COLUMBIA, SC (WCSC) - South Carolina Speaker of the House Bobby Harrell held a press conference Tuesday morning to address the attorney general's decision to send his case to the State Grand Jury.
The Office of South Carolina's attorney general released an announcement on Monday stating that the investigation into ethics complaints against Speaker of the House Bobby Harrell is now being referred to the State Grand Jury.
Speaker Harrell said he was both shocked and blindsided by the news, claiming both SLED and the Attorney General's Office continuously told him and his attorneys they found no areas of concern.
Harrell also said he wants Attorney General Alan Wilson to immediately release the SLED report, because it will show his actions and the actions of his campaign were in line with the State Ethics Act.
The Speaker went on to say the case will not be a distraction for him or the House as they begin their first day of session for the general assembly.
Yesterday, Harrell released the following statement regarding Monday's announcement by the SCAG:
"It is disappointing that the Attorney General notified the press before contacting my attorneys or me about this decision.
"This decision contradicts every indication that SLED and the Attorney General's Office have given us on the progress of this investigation.
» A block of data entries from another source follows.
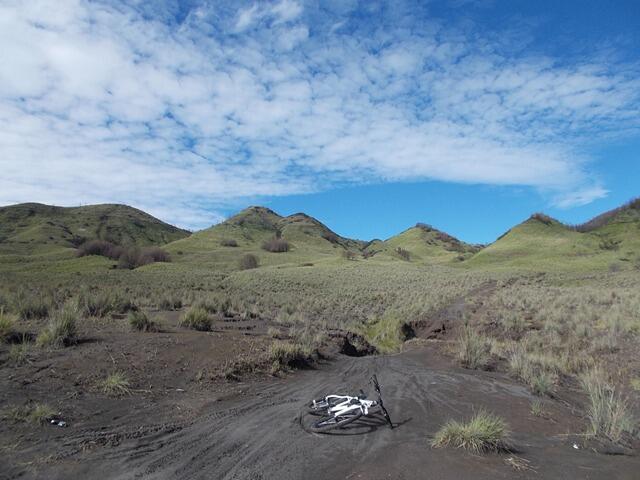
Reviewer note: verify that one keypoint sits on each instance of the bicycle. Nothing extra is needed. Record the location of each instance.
(340, 410)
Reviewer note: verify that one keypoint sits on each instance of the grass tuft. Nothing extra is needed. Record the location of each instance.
(485, 432)
(197, 318)
(248, 262)
(285, 355)
(139, 321)
(115, 384)
(37, 413)
(61, 330)
(473, 349)
(7, 325)
(608, 412)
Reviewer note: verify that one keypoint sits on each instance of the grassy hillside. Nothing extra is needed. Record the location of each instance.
(35, 228)
(222, 245)
(544, 244)
(422, 243)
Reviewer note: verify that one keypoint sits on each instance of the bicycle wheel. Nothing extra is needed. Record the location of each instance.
(332, 422)
(320, 406)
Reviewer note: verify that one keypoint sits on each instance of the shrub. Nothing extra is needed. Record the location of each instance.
(7, 324)
(485, 432)
(248, 261)
(197, 318)
(276, 245)
(135, 257)
(139, 321)
(228, 242)
(331, 237)
(61, 330)
(607, 411)
(473, 349)
(115, 384)
(100, 247)
(609, 244)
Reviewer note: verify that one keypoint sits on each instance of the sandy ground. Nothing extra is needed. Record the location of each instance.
(258, 432)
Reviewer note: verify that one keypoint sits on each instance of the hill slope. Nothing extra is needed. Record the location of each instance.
(543, 243)
(30, 227)
(224, 244)
(423, 243)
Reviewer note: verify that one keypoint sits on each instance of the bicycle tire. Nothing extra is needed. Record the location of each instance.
(328, 423)
(320, 406)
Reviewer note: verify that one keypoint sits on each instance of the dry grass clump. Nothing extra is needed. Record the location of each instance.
(608, 412)
(7, 325)
(31, 306)
(484, 432)
(170, 303)
(276, 245)
(37, 413)
(128, 257)
(140, 321)
(228, 242)
(197, 318)
(403, 253)
(474, 349)
(538, 371)
(285, 355)
(116, 384)
(18, 353)
(61, 331)
(248, 262)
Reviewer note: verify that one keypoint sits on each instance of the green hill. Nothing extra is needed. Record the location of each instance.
(610, 241)
(422, 243)
(222, 245)
(34, 228)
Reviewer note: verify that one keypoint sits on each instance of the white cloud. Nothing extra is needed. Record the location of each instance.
(103, 104)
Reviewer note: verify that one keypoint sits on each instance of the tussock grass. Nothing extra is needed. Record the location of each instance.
(228, 242)
(37, 413)
(608, 412)
(284, 355)
(32, 307)
(61, 331)
(7, 325)
(387, 332)
(276, 245)
(197, 318)
(140, 321)
(116, 384)
(474, 349)
(18, 353)
(170, 303)
(484, 432)
(537, 408)
(248, 262)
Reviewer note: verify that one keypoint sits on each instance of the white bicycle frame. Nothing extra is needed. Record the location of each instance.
(348, 404)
I have cooperated fully and voluntarily with this investigation, provided access to everything they requested and met with investigators for several interviews.
"At every stage of this investigation it was reiterated to us that investigators have found no areas of concern. Given every indication we have received from SLED and the Attorney General, I am disappointed and shocked by this sudden change of course.
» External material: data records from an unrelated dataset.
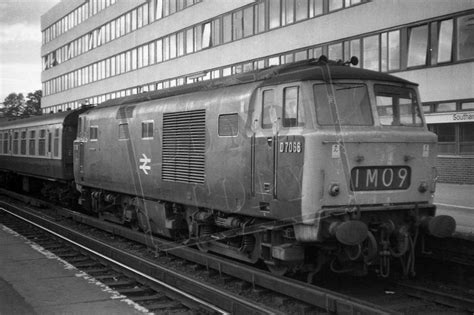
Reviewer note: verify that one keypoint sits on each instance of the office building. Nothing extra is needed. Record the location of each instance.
(95, 50)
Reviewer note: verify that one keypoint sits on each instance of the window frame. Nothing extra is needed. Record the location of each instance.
(219, 122)
(147, 123)
(96, 133)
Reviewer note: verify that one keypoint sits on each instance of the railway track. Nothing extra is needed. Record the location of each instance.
(283, 294)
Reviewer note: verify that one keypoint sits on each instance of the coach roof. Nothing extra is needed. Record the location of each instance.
(41, 120)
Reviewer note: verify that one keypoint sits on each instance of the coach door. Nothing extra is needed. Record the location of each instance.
(265, 146)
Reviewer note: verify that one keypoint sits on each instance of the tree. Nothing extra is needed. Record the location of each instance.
(14, 105)
(33, 104)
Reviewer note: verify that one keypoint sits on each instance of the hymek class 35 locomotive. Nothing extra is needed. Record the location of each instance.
(300, 166)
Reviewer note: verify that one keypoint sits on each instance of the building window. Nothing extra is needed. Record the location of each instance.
(335, 51)
(301, 10)
(446, 137)
(94, 132)
(467, 105)
(417, 46)
(466, 138)
(274, 13)
(248, 21)
(465, 36)
(371, 52)
(446, 107)
(238, 25)
(335, 5)
(227, 28)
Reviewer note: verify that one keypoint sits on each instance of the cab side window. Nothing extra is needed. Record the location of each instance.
(293, 115)
(94, 132)
(271, 111)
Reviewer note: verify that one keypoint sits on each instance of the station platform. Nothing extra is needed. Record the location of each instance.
(457, 201)
(34, 281)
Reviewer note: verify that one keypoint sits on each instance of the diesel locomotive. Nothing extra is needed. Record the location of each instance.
(300, 166)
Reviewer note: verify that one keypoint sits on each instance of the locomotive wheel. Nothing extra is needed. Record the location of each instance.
(279, 269)
(203, 231)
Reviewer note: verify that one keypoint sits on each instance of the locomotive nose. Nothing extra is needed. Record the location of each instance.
(439, 226)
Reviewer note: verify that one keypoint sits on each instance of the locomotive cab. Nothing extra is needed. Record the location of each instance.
(349, 159)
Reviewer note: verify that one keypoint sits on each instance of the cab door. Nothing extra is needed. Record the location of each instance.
(265, 146)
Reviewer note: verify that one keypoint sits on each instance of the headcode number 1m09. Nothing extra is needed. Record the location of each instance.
(380, 178)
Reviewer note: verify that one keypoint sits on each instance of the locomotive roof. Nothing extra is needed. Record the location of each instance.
(46, 119)
(312, 69)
"This has drawn on for far too long and been done behind closed doors. I call on the Attorney General to immediately release the entire SLED report to the public. This report contains the facts of this matter, facts that have been kept from the public and even kept from my attorneys and me."
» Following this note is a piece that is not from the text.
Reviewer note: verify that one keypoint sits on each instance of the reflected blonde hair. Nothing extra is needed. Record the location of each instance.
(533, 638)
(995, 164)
The complaint that sparked the investigation was filed by Ashley Landess of the South Carolina Policy Council.
Landess is accusing Harrell of using his political influence to get a permit for his pharmaceutical business.
She also accused him of nepotism by appointing his brother to a committee that screens judicial candidates. Harrell is also accused of using his campaign funds to pay for some of his travel expenses and not having the proper receipts.
In the past, Harrell has called the complaints against him an attack driven by a personal and political vendetta.